My Delphi program had a click-picking algorithm that took a while to craft. I haven’t ported it yet, so I just went with a very simple approach in Python. That looks at chunks of the data, where the chunksize was selected to be a bit larger than the maximum click width, but a good deal smaller than the interval between clicks. Within each chunk, the maximum value and minimum value are found. If the maximum and minimum are outside a defined noise level, consider it a found feature.

chunkmin = np.min(cary)
chunkmax = np.max(cary)
if (chunkmin < -noiseband) and (chunkmax > noiseband):
# Found a click! Or a transient, at least.
chunkmaxloc = cary.argmax()

Using the Numpy routines to find the min, max, and max location is pretty snappy.

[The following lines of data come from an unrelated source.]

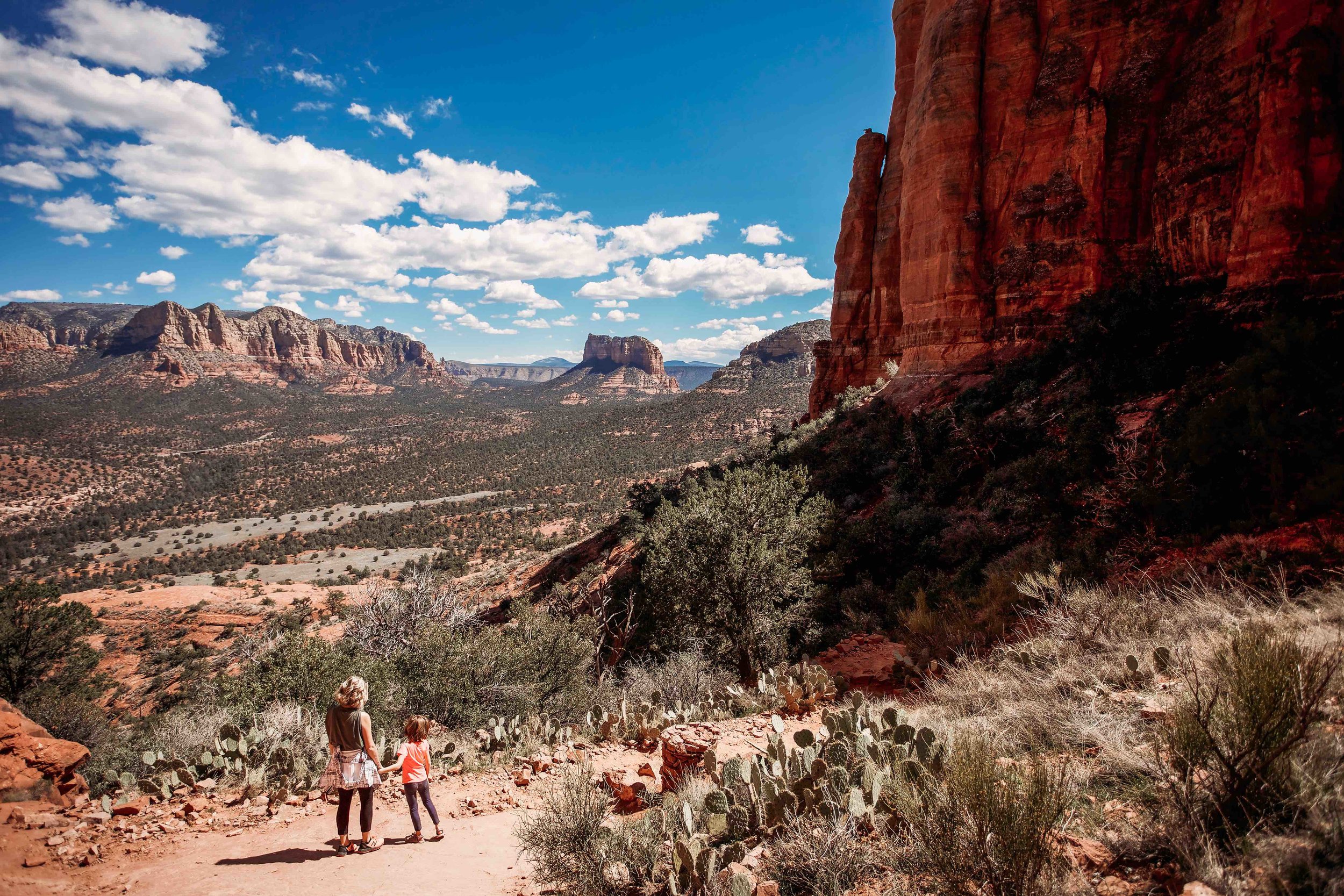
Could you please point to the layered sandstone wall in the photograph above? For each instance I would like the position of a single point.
(623, 351)
(1042, 149)
(273, 335)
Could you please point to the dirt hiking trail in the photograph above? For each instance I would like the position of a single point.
(237, 854)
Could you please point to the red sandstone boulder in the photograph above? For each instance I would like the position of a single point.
(683, 749)
(30, 755)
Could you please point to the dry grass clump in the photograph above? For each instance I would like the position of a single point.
(571, 849)
(684, 675)
(983, 827)
(824, 857)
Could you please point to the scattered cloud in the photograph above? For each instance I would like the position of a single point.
(388, 117)
(31, 175)
(714, 347)
(312, 80)
(445, 307)
(131, 35)
(727, 280)
(34, 295)
(78, 213)
(160, 280)
(518, 292)
(474, 323)
(719, 323)
(765, 235)
(347, 307)
(437, 108)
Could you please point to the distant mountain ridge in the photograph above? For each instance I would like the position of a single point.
(168, 342)
(616, 367)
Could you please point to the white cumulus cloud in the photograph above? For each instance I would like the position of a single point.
(78, 213)
(729, 280)
(765, 235)
(346, 305)
(714, 347)
(33, 295)
(131, 35)
(520, 293)
(484, 327)
(160, 280)
(31, 175)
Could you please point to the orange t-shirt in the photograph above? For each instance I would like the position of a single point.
(414, 757)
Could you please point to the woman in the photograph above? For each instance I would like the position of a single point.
(350, 739)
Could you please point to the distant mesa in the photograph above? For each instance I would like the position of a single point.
(785, 355)
(178, 346)
(616, 367)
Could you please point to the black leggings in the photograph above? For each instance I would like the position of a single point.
(421, 789)
(366, 811)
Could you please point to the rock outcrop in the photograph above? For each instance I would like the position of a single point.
(614, 367)
(608, 353)
(506, 372)
(1042, 149)
(33, 763)
(784, 355)
(183, 345)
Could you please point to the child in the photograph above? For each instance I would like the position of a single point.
(413, 762)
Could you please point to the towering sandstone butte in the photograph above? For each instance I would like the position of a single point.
(614, 367)
(623, 351)
(273, 335)
(1041, 149)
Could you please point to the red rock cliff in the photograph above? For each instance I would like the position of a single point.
(1041, 149)
(623, 351)
(272, 335)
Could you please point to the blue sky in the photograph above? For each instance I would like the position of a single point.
(484, 176)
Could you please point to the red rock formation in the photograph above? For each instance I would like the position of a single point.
(30, 757)
(623, 351)
(273, 335)
(1042, 149)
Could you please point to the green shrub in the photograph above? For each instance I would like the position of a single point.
(727, 566)
(42, 644)
(984, 827)
(571, 851)
(827, 857)
(1232, 743)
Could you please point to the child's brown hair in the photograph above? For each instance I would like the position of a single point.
(416, 728)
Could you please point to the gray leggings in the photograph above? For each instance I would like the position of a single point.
(420, 789)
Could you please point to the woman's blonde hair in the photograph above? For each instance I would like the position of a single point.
(353, 692)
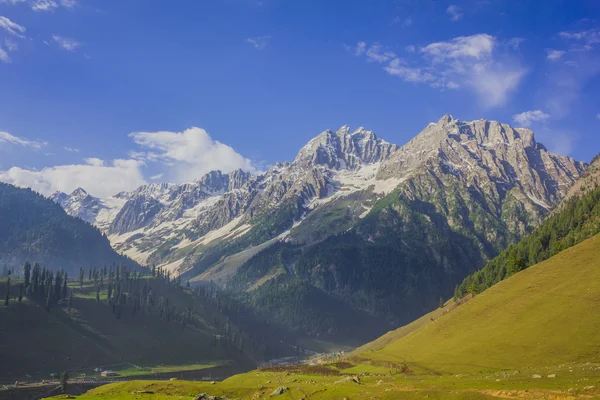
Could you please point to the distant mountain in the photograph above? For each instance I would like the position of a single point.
(576, 219)
(33, 228)
(385, 229)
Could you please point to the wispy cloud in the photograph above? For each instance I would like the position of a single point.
(98, 177)
(259, 42)
(44, 5)
(66, 43)
(68, 3)
(376, 53)
(7, 138)
(12, 27)
(584, 40)
(11, 45)
(554, 55)
(4, 57)
(528, 117)
(405, 23)
(478, 62)
(454, 12)
(188, 154)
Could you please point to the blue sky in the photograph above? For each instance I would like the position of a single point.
(112, 94)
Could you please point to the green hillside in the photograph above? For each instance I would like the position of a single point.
(147, 321)
(538, 317)
(576, 219)
(531, 336)
(36, 229)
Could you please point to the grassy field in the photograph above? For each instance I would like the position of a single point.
(535, 335)
(334, 382)
(36, 343)
(162, 369)
(545, 315)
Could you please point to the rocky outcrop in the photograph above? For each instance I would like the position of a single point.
(481, 176)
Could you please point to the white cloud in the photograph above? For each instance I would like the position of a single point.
(476, 46)
(454, 12)
(66, 43)
(4, 57)
(554, 55)
(44, 5)
(189, 154)
(98, 179)
(377, 53)
(405, 23)
(259, 42)
(68, 3)
(7, 138)
(588, 39)
(12, 27)
(359, 49)
(528, 117)
(477, 62)
(10, 45)
(94, 161)
(515, 43)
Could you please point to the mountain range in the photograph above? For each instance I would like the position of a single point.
(368, 225)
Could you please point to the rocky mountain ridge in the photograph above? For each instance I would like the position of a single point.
(431, 211)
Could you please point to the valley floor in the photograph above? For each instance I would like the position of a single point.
(345, 380)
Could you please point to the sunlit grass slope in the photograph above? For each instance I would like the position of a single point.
(545, 315)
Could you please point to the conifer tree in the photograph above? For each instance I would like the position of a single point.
(81, 275)
(64, 289)
(27, 273)
(7, 297)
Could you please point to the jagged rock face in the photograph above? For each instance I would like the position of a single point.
(344, 150)
(135, 214)
(590, 180)
(489, 157)
(482, 176)
(79, 204)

Then, for each “click” located, I ran an FFT to get a power spectral density, and plotted that. I just used example code to add this functionality. (For underwater acoustics where pressure is measured, though, the conversion to decibels uses a factor of 20 rather than 10.)

So, for a quick and dirty script of less than three hundred lines total, I was able to:

* get a directory listing
* match to filename features to identify files to analyze
* remove DC offsets
* save new versions of the data
* scale the data according to field notes
* locate “clicks” in the data
* generate a PSD for each “click”
* collect PSD data
* generate and save oscillogram/PSD plots
* rank “clicks” on spectral features
* copy off plots of the highest-ranked clicks to a directory

My 2.4GHz dual-core Ubuntu workstation ran this script on 230 megabytes of data, producing over 1,400 graphs, and did it in eight minutes time. I’ve just located a calibration sheet on the hydrophone used, so once I’ve digitized that and applied it, I’ll post an example with real dB numbers on the axis.

Wesley R. Elsberry

Falconer. Interdisciplinary researcher: biology and computer science. Data scientist in real estate and econometrics. Blogger. Speaker. Photographer. Husband. Christian. Activist.

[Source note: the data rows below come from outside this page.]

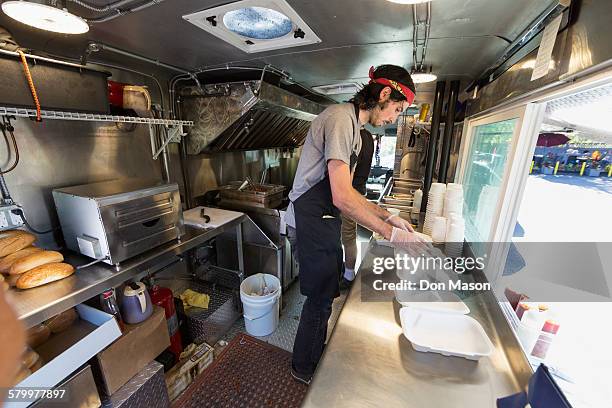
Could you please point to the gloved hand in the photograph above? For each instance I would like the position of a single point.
(399, 222)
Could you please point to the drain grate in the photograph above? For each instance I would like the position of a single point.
(248, 373)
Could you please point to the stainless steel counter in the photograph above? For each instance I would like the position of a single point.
(369, 363)
(35, 305)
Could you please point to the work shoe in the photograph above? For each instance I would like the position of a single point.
(345, 284)
(303, 378)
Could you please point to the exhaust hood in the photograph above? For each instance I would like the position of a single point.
(247, 115)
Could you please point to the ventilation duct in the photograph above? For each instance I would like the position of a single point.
(247, 115)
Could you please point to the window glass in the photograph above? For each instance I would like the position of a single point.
(486, 163)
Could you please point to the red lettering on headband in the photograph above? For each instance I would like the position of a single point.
(401, 88)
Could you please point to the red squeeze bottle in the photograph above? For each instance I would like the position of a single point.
(109, 305)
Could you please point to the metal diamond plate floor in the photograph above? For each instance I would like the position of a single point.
(284, 335)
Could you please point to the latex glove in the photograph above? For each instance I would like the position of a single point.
(399, 222)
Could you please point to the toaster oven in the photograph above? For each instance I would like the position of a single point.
(116, 220)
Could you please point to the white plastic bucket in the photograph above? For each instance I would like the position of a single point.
(260, 312)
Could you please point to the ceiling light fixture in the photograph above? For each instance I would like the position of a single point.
(338, 89)
(409, 1)
(49, 15)
(421, 76)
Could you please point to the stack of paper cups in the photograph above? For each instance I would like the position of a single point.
(438, 232)
(435, 206)
(453, 200)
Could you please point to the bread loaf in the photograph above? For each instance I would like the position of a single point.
(11, 280)
(8, 233)
(30, 357)
(62, 321)
(33, 260)
(37, 335)
(15, 242)
(7, 261)
(44, 274)
(36, 366)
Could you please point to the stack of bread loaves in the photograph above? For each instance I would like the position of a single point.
(26, 266)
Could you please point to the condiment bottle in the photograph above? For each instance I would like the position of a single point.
(546, 337)
(109, 305)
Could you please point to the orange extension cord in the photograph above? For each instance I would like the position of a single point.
(28, 75)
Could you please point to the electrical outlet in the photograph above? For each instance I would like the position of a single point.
(8, 220)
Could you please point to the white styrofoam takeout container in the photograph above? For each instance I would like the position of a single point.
(433, 301)
(449, 334)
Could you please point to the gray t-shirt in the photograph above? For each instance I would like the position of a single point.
(333, 135)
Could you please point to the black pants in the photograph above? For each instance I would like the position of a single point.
(311, 334)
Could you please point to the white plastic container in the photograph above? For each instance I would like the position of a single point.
(449, 334)
(260, 311)
(443, 302)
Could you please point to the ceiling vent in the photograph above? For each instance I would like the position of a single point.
(255, 25)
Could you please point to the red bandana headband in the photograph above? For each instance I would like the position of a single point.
(404, 90)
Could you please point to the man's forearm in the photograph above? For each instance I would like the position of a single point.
(371, 216)
(378, 210)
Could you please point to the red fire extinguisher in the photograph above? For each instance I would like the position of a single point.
(163, 297)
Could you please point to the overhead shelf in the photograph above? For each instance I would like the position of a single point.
(89, 117)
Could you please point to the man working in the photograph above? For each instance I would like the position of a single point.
(322, 189)
(349, 226)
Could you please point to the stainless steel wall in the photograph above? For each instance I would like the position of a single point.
(60, 153)
(584, 45)
(207, 172)
(57, 153)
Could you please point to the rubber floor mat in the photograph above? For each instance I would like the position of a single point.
(248, 373)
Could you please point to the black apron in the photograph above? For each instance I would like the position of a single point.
(318, 226)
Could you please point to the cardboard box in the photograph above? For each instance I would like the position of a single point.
(196, 360)
(145, 389)
(65, 352)
(137, 347)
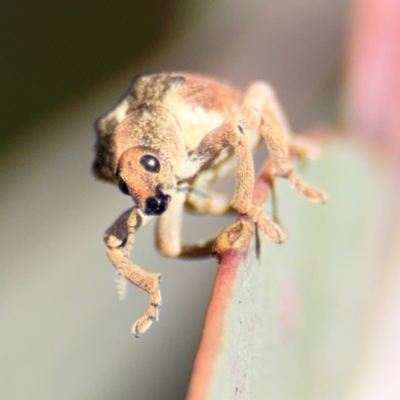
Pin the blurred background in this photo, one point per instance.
(63, 332)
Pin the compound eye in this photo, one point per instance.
(123, 187)
(150, 163)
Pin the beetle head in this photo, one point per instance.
(144, 175)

2 thoughts on “Some Data Analysis and Visualization

  • 2012/02/20 at 10:20 am

    I do have one suggestion. While it’s true that we are moving to computers and iPods and so on, old-fashioned technology has also improved. So, probably the best way to transfer audio data to, say, iTunes, is to get an microphone recorder attached to a tape player or something, record the sounds from the CD, and then record them with your laptop’s microphone, perhaps through Skype technology. You’d be surprised how high the quality is after doing this. It’s a little tedious… but that’s what grad students are for!

    Hope this helps,

  • 2012/02/20 at 6:37 pm

    Notedscholar, I think that I owe you an apology. I run into so many people who speak gibberish about biology and mean it that I was treating your comments as if you meant them. But this comment where you speak utter nonsense about acoustics shows me that you intend comedy rather than commentary. My apologies for misconstruing your intent earlier.